Case in Point – The IBM Story
IBM receives more than 8,000 resumes a day, making it No. 1 on job-search site Glassdoor for Gen Z applicants. But that’s not the only way the technology giant, which employs roughly 350,000 workers, knows who in the workforce is currently searching for a new position. IBM artificial intelligence technology is supposedly 95 percent accurate in predicting workers who are planning to leave their jobs.

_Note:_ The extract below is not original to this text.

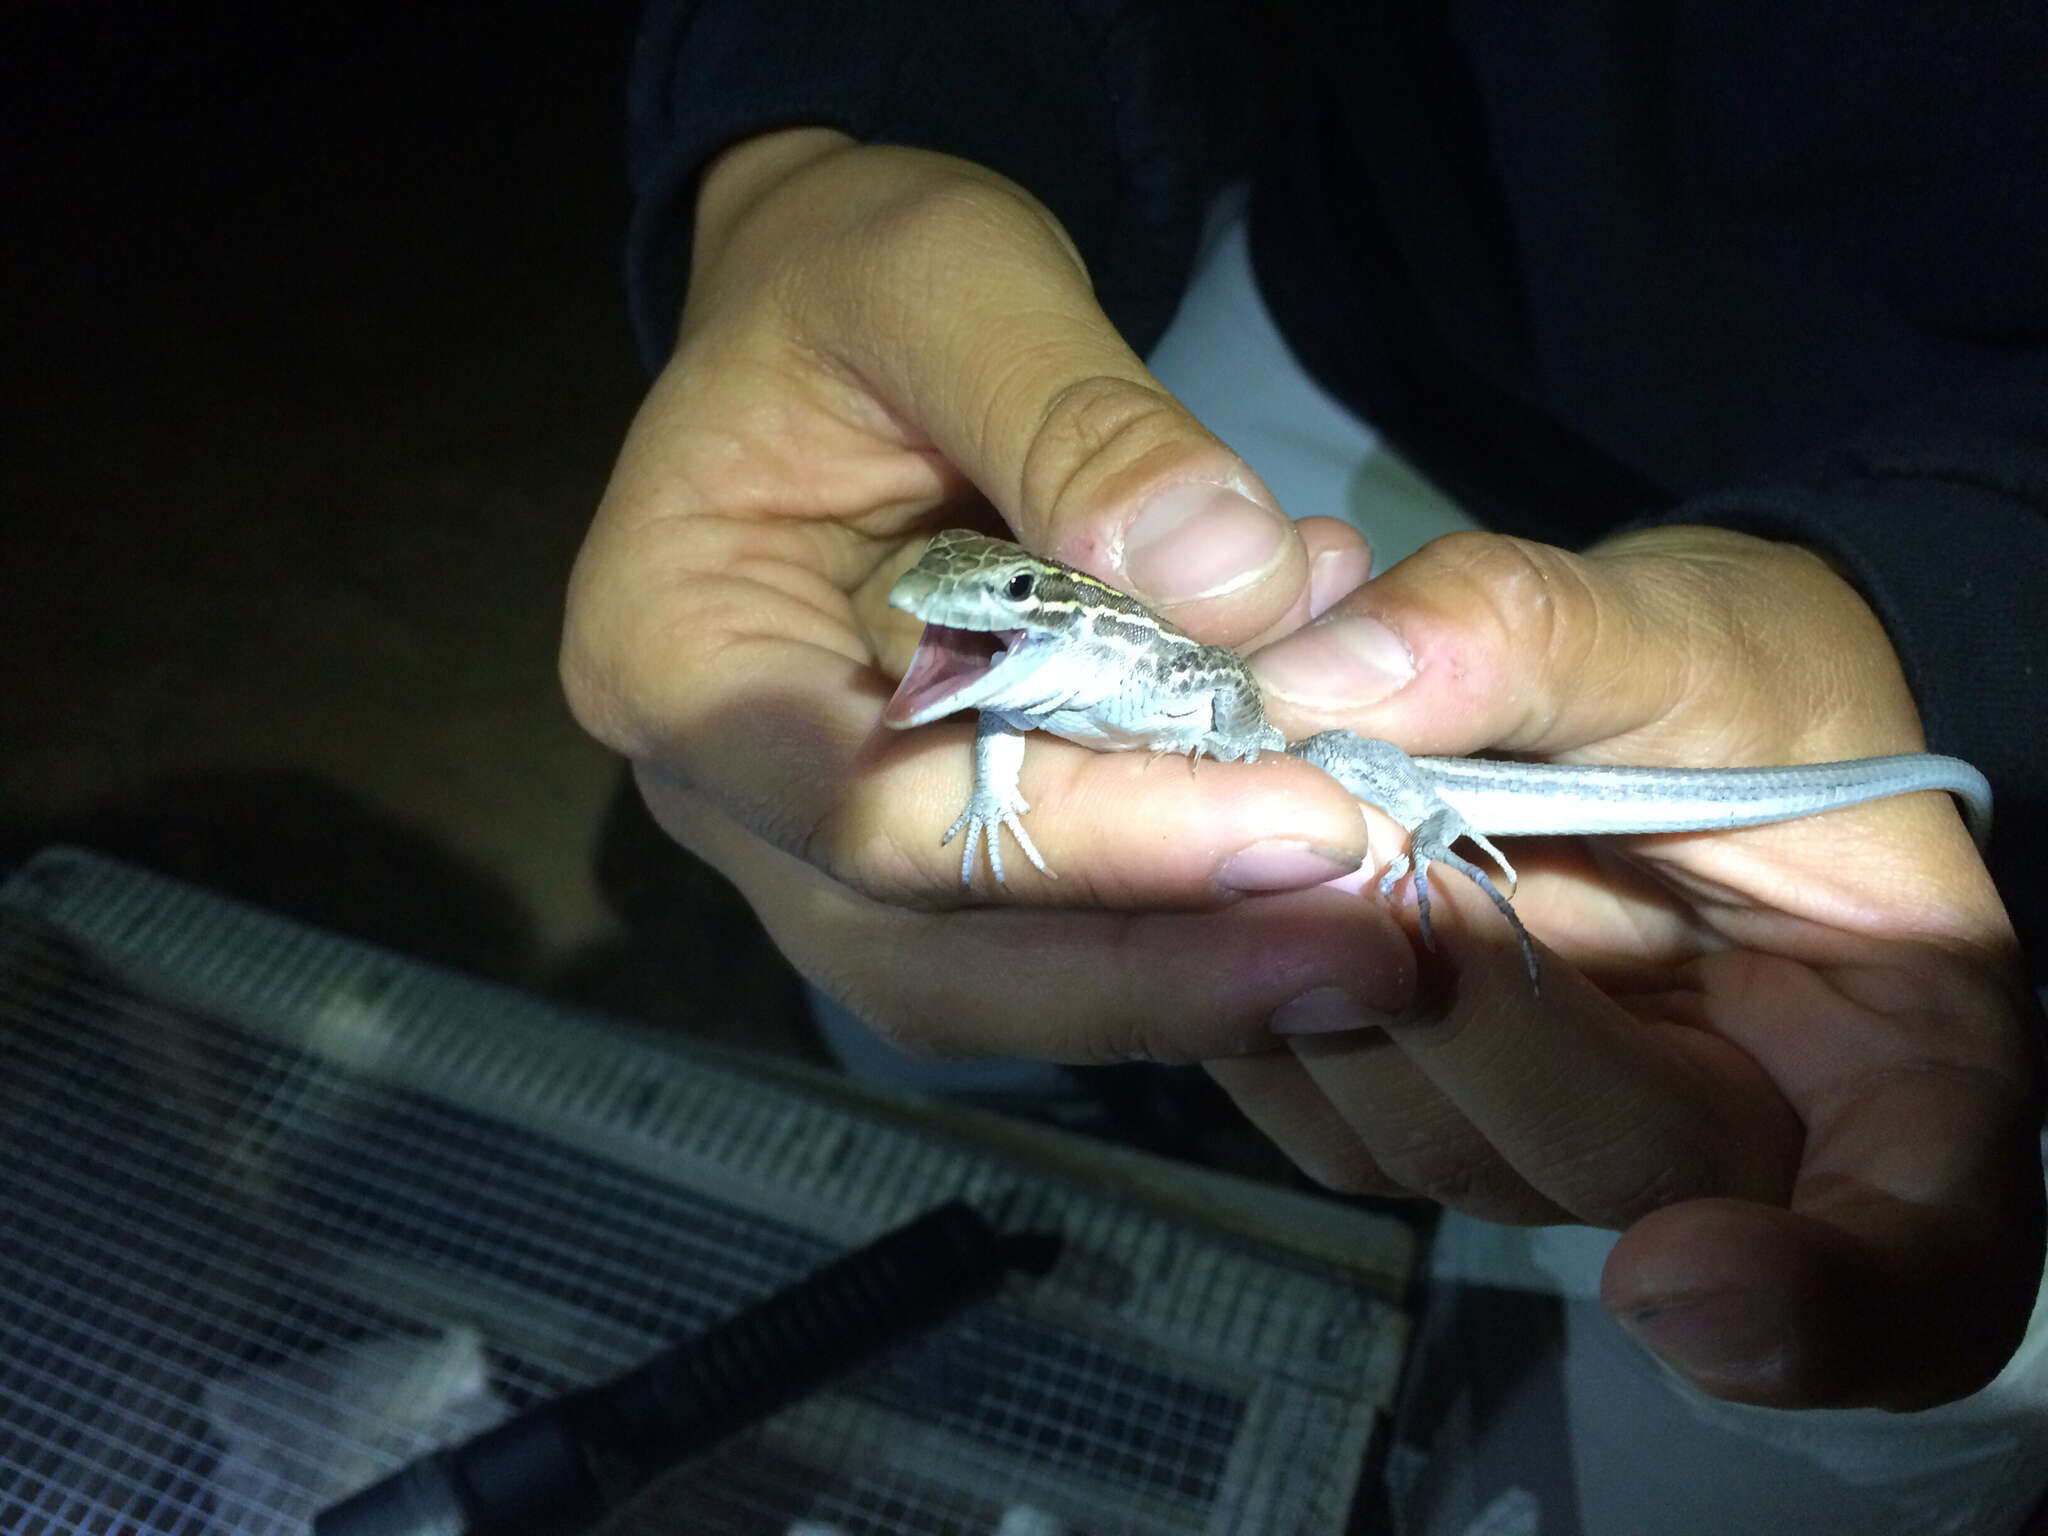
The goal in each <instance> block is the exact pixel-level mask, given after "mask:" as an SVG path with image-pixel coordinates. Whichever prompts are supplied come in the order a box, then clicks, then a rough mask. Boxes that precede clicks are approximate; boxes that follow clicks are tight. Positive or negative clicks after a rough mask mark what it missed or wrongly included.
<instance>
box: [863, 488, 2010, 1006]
mask: <svg viewBox="0 0 2048 1536" xmlns="http://www.w3.org/2000/svg"><path fill="white" fill-rule="evenodd" d="M889 606H893V608H899V610H903V612H907V614H911V616H915V618H922V621H924V633H922V637H920V641H918V649H915V653H913V657H911V664H909V670H907V672H905V674H903V680H901V684H899V686H897V690H895V694H893V696H891V700H889V705H887V707H885V711H883V721H885V723H887V725H891V727H895V729H911V727H918V725H926V723H930V721H938V719H944V717H948V715H956V713H961V711H969V709H973V711H979V723H977V729H975V788H973V793H971V795H969V801H967V807H965V809H963V811H961V815H958V817H956V819H954V823H952V825H950V827H948V829H946V836H944V838H940V846H944V844H950V842H952V840H954V838H958V836H963V834H965V844H963V850H961V883H963V885H973V879H975V868H977V864H979V854H981V850H983V846H985V848H987V856H989V870H991V874H993V877H995V881H997V883H1004V856H1001V831H1004V827H1008V829H1010V834H1012V838H1016V844H1018V848H1020V850H1022V852H1024V856H1026V858H1028V860H1030V862H1032V864H1034V866H1036V868H1038V870H1040V872H1044V874H1047V877H1051V879H1057V874H1055V872H1053V868H1051V866H1049V864H1047V862H1044V858H1042V856H1040V854H1038V848H1036V846H1034V844H1032V840H1030V834H1028V831H1026V829H1024V821H1022V817H1024V813H1026V811H1028V809H1030V805H1028V803H1026V801H1024V797H1022V793H1020V776H1022V768H1024V737H1026V733H1028V731H1049V733H1051V735H1057V737H1063V739H1067V741H1077V743H1081V745H1085V748H1094V750H1098V752H1122V750H1151V752H1176V754H1188V756H1190V758H1219V760H1223V762H1251V760H1255V758H1260V756H1262V754H1266V752H1284V754H1288V756H1292V758H1300V760H1303V762H1309V764H1315V766H1317V768H1321V770H1323V772H1327V774H1329V776H1331V778H1335V780H1337V782H1339V784H1343V788H1348V791H1350V793H1352V795H1354V797H1356V799H1360V801H1366V803H1370V805H1376V807H1378V809H1382V811H1384V813H1386V815H1391V817H1393V819H1395V821H1397V823H1399V825H1401V827H1403V829H1405V831H1407V836H1409V846H1407V850H1405V852H1403V854H1399V856H1395V858H1393V860H1391V862H1389V864H1386V866H1384V868H1382V870H1380V879H1378V893H1380V897H1382V899H1386V897H1391V895H1393V891H1395V887H1397V885H1399V883H1401V879H1405V877H1407V874H1411V872H1413V879H1415V909H1417V924H1419V930H1421V938H1423V944H1434V938H1432V928H1430V870H1432V866H1436V864H1444V866H1448V868H1454V870H1458V872H1460V874H1464V877H1466V879H1468V881H1473V883H1475V885H1477V887H1479V889H1481V891H1483V893H1485V895H1487V897H1489V899H1491V901H1493V905H1495V907H1497V909H1499V911H1501V915H1503V918H1505V920H1507V924H1509V926H1511V930H1513V934H1516V942H1518V944H1520V950H1522V963H1524V967H1526V969H1528V975H1530V983H1532V985H1538V983H1540V975H1538V965H1536V946H1534V940H1532V938H1530V934H1528V928H1524V926H1522V918H1520V915H1518V913H1516V909H1513V903H1511V899H1509V895H1511V891H1513V887H1516V870H1513V864H1509V862H1507V858H1505V854H1501V850H1499V848H1497V846H1495V844H1493V838H1509V836H1538V834H1565V836H1616V834H1647V831H1712V829H1724V827H1751V825H1761V823H1765V821H1792V819H1798V817H1808V815H1819V813H1823V811H1833V809H1841V807H1847V805H1862V803H1864V801H1876V799H1886V797H1892V795H1909V793H1915V791H1923V788H1939V791H1948V793H1950V795H1954V797H1956V799H1958V801H1960V805H1962V813H1964V819H1966V823H1968V827H1970V836H1972V838H1974V840H1976V844H1978V848H1982V846H1985V842H1987V840H1989V836H1991V784H1989V782H1987V780H1985V776H1982V774H1980V772H1978V770H1976V768H1972V766H1970V764H1966V762H1962V760H1960V758H1944V756H1937V754H1931V752H1911V754H1898V756H1888V758H1851V760H1845V762H1815V764H1794V766H1784V768H1628V766H1579V764H1554V762H1516V760H1495V758H1411V756H1409V754H1405V752H1403V750H1401V748H1397V745H1395V743H1391V741H1378V739H1370V737H1360V735H1356V733H1352V731H1319V733H1317V735H1309V737H1303V739H1300V741H1292V743H1290V741H1286V737H1284V735H1282V733H1280V729H1278V727H1276V725H1272V723H1270V721H1268V719H1266V707H1264V702H1262V698H1260V688H1257V682H1255V680H1253V676H1251V670H1249V668H1247V666H1245V662H1243V657H1241V655H1237V653H1235V651H1231V649H1227V647H1223V645H1204V643H1202V641H1196V639H1194V637H1192V635H1188V633H1186V631H1182V629H1180V627H1176V625H1174V623H1169V621H1167V618H1161V616H1159V614H1155V612H1151V610H1149V608H1147V606H1145V604H1143V602H1139V600H1137V598H1133V596H1128V594H1126V592H1120V590H1118V588H1114V586H1110V584H1108V582H1102V580H1098V578H1094V575H1087V573H1085V571H1079V569H1075V567H1073V565H1065V563H1061V561H1057V559H1049V557H1044V555H1034V553H1030V551H1028V549H1024V547H1022V545H1016V543H1010V541H1006V539H991V537H987V535H981V532H971V530H965V528H948V530H944V532H940V535H936V537H934V539H932V541H930V543H928V545H926V549H924V553H922V555H920V557H918V561H915V563H913V565H911V567H909V569H907V571H903V575H899V578H897V580H895V584H893V586H891V588H889ZM1466 840H1468V842H1473V844H1475V846H1477V848H1479V850H1481V852H1483V854H1485V856H1487V858H1489V860H1493V864H1495V868H1499V872H1501V877H1503V879H1505V881H1507V893H1503V891H1501V889H1499V885H1495V881H1493V877H1491V874H1489V872H1487V870H1485V868H1481V866H1479V864H1475V862H1473V860H1468V858H1464V856H1462V854H1458V852H1456V844H1458V842H1466Z"/></svg>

During the last seven years, IBM has been improving its AI work devoted to the retention of its employees. IBM HR has a patent for its “predictive attrition program” which was developed to predict employee flight risk and prescribe actions for managers to engage employees. The success of the program comes through analyzing many data points. AI has saved IBM nearly $300 million in retention costs (as quoted by IBM CEO Ginny Rommetty in April 2019).
Conclusion
AI boasts analytical supremacy that can be used for meta-analysis as well – to help organizations identify what they are doing right and what can be improved. AI could help HR build a continuous flow of insight and learn everything about what makes people leave and what makes them stay.AI-centered HR will improve upon something many human-led HR teams can’t handle as effectively as a machine that can crunch millions of data points, recognizing the true resource potential of individuals and serving as growth engines for companies. Though AI could handle repetitive and routine tasks, for complex tasks and decision making, HR functions need to figure out how to work alongside AI and evolve a collaborative model that would result in higher levels of productivity and enhanced employee experience and lower voluntary exits.